Все это происходило средь бела дня, открыто, демонстрируя полную неспособность либералов и активистов Американского союза защиты гражданских свобод распознать такое же грубое нарушение (Конституции, как и во время знаменитого “Красного террора” в начале пятидесятых.
Я с ужасом наблюдал, как машина бюрократизма и фанатического ханжества уничтожала д-ра Райха в пятидесятых. Это был опыт отрезвления, первый проблеск понимания, что наше правительство (так же, как и все остальные правительства) — скорее плохое, чем хорошее.

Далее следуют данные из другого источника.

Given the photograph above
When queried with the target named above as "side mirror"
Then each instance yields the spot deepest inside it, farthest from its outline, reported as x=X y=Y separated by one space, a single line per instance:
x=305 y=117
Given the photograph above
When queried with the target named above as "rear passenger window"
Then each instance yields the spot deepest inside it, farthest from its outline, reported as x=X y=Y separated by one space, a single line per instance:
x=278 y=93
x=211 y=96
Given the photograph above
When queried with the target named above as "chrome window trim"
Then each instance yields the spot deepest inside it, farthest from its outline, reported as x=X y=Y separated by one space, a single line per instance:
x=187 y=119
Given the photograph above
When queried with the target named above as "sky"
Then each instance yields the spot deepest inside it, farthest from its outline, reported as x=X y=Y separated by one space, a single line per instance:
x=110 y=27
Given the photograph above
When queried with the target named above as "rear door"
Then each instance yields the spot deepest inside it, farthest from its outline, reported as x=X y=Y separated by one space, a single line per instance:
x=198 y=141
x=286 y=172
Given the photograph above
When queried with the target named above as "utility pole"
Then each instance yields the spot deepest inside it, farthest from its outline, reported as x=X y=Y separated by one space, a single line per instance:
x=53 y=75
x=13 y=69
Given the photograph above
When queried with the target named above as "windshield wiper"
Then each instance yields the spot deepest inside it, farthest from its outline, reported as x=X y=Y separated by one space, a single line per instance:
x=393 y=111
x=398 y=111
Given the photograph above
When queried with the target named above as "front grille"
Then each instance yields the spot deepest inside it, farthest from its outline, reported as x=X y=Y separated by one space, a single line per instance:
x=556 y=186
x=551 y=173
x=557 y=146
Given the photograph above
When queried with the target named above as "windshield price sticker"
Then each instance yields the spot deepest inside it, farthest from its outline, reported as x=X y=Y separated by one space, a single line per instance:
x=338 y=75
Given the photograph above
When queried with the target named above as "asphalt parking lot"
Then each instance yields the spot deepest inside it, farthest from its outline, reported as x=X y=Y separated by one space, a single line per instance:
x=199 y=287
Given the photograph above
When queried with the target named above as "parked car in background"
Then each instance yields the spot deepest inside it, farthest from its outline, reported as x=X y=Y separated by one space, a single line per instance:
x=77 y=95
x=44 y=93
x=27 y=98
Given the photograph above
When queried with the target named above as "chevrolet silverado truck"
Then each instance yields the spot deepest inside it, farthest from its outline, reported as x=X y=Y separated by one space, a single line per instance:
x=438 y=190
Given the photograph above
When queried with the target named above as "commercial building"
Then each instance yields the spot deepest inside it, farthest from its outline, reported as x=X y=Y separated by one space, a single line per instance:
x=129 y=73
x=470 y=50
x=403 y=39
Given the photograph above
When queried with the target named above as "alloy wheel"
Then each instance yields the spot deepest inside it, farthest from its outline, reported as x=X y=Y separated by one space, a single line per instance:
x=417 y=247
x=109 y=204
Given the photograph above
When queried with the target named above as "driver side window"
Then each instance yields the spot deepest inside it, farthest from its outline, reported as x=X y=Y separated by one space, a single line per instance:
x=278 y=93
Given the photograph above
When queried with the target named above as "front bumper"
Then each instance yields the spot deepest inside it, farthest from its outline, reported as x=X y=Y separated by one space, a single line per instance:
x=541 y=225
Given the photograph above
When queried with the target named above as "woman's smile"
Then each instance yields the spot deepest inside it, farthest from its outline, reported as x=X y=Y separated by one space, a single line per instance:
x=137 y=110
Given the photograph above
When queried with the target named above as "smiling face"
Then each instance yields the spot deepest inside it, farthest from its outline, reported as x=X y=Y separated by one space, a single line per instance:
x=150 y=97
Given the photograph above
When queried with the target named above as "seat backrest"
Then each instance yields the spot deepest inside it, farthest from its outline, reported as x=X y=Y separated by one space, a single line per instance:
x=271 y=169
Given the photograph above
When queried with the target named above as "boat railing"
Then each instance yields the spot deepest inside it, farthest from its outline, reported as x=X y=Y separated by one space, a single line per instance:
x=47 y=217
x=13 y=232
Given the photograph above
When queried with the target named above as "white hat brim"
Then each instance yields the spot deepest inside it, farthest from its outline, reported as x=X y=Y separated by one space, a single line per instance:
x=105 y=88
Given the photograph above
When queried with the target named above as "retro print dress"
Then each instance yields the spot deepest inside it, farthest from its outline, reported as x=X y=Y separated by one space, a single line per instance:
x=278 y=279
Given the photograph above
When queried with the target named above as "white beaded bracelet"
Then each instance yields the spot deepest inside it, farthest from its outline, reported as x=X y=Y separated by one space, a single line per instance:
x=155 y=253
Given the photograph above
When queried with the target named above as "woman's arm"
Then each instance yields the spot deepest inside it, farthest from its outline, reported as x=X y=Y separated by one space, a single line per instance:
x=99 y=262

Другим людям это отрезвление принес Вьетнам, или сотрудничество с неграми и индейцами в борьбе за гражданские права, в ходе которого они поняли, что жалкое положение этих меньшинств — не просто тяжелый политический “вопрос”, а весьма болезненная реальность. К кому-то оно пришло с Уотергейтом. А к некоторым не пришло до сих пор.
Сторонник Свободомыслия, я “протрезвел” в 1957 году, когда агенты Управления по санитарному надзору за качеством продуктов питания и медикаментов свалили все книги д-ра Райха — тридцать лет научных исследований — в мусоросборник на Вансинвурт-стрит в Нью-Йорке и сожгли.
Сожжение книг было сценой, характерной для нацистской Германии, и кошмаром всех антинацистских фильмов, которые Сторонник Свободомыслия видел в детстве. И эта сцена стала реальностью в его родной стране, в его время.